Examples
This section provides practical examples of using pyoxynet for various tasks.
Basic Inference Example
Here’s a simple example of how to use pyoxynet for inference on sample data:
import pyoxynet
# Load the TFLite model (default: 5 inputs, 40 past points, CNN model)
tfl_model = pyoxynet.load_tf_model(n_inputs=5, past_points=40, model='CNN')
# Make inference on random input data
pyoxynet.test_pyoxynet(tfl_model)
This will generate random CPET data and perform inference to estimate exercise intensity domains.

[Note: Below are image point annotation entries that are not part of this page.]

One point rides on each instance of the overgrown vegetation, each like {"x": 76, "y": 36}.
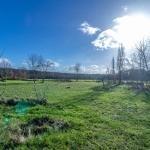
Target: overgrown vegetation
{"x": 84, "y": 116}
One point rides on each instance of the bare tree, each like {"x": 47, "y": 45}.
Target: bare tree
{"x": 48, "y": 65}
{"x": 120, "y": 61}
{"x": 141, "y": 58}
{"x": 5, "y": 66}
{"x": 35, "y": 62}
{"x": 77, "y": 69}
{"x": 113, "y": 69}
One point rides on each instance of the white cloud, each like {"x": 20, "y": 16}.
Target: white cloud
{"x": 5, "y": 60}
{"x": 125, "y": 8}
{"x": 4, "y": 63}
{"x": 127, "y": 30}
{"x": 86, "y": 28}
{"x": 106, "y": 39}
{"x": 92, "y": 69}
{"x": 55, "y": 64}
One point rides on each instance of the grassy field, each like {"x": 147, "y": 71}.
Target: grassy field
{"x": 82, "y": 117}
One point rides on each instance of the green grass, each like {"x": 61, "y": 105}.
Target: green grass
{"x": 91, "y": 118}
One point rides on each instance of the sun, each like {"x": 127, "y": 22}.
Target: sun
{"x": 131, "y": 29}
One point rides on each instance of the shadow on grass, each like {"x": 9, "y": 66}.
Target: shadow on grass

Generating Synthetic CPET Data
To generate synthetic CPET data using the conditional GAN:
from pyoxynet import *
# Load the generator model
generator = load_tf_generator()
# Generate a Pandas DataFrame with synthetic CPET data
df = generate_CPET(generator, plot=True)
# Optionally, run inference on the generated data
tfl_model = load_tf_model(n_inputs=5, past_points=40, model='CNN')
test_pyoxynet(tfl_model, input_df=df, plot=True)
Working with Your Own Data
To use pyoxynet with your own CPET data:
import pyoxynet
import pandas as pd
# Load your CPET data (must include required columns)
# Required columns: VO2, VCO2, VE, PetO2, PetCO2
df = pd.read_csv('your_cpet_data.csv')
# Load the model
tfl_model = pyoxynet.load_tf_model(n_inputs=5, past_points=40, model='CNN')
# Perform inference
results = pyoxynet.test_pyoxynet(tfl_model, input_df=df, plot=True)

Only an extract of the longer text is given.